For the public relations professional, spin is a four letter word. But you won’t find it on any list of words you can’t say on television. The FCC, despite what you may think, has no such list. Yet, the agency responsible for regulating broadcasters has levied many a fine at radio and TV stations which dared to air “profane” language and images, based on complaints that “community standards” were violated.
The Fox television network is putting this 70-year-old policy to the test. The U.S. Supreme Court heard arguments this past week on the government’s power to regulate profanity and nudity on broadcast television. Fox argues that the FCC’s indecency policy is unconstitutionally vague and violates the First Amendment’s free speech rights. This same argument came before the high court in 1978 during the FCC vs. Pacifica Foundation. That was the case in which Pacifica, the operator of New York radio station WBAI, argued that the First Amendment protected its right to broadcast comedian George Carlin’s “Filthy Words” routine. The court’s ruling, in effect, limited the hours in which “unwanted speech” could be heard on the public airwaves, hours when children would be least likely to hear it.
Students in my Mass Media History class recently had a spirited debate about this, with almost all surprisingly supporting the idea of restricting some of the language on broadcast radio and TV. But they mostly agreed that if such restrictions are in place, there should be a very specific list of taboo words and images. As impractical as this may be, they believe this would be fair and constitutional.

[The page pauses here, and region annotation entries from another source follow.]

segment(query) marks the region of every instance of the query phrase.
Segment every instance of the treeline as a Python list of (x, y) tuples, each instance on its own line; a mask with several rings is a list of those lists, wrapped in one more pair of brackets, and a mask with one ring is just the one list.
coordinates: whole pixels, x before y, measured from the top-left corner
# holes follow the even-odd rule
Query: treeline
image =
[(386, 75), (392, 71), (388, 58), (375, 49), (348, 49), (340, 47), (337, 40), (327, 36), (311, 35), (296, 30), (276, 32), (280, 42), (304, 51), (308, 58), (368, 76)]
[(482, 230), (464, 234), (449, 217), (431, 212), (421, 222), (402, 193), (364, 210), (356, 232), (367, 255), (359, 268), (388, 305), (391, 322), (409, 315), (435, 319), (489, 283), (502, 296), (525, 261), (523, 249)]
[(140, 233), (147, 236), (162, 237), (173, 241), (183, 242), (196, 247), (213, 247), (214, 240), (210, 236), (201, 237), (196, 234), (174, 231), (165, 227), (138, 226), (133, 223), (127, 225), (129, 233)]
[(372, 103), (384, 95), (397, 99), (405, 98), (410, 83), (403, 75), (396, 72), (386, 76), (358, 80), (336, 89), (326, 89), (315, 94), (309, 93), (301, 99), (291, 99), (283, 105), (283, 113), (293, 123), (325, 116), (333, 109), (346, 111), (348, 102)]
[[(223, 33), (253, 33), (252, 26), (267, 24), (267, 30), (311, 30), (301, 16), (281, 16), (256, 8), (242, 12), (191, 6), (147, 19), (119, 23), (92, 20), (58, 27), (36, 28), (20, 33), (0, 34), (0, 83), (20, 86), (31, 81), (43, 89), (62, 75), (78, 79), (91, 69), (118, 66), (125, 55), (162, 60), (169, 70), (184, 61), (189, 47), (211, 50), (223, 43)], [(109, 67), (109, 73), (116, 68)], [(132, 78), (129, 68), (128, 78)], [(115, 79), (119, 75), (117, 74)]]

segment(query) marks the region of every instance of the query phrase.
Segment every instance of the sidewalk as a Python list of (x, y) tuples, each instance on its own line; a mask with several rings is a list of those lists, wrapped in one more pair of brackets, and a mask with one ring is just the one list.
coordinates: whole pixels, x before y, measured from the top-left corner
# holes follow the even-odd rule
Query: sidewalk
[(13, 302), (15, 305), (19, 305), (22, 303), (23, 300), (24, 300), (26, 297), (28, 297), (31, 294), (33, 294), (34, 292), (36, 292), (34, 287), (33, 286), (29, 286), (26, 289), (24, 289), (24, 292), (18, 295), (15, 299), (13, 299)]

Before his death in 2008, George Carlin often said that these were just words, words that our society somehow became hung up on, and we all needed to get over it. Philosophically, I agree. But as the father of four grown children, and now as a new grandfather, I still like the idea of a safe harbor: a time and place on the public airwaves free from four-letter words. The art of crafting good words is job of the talented PR practitioner; I wonder if we should just leave the foul words to the people who write for cable TV. Your thoughts?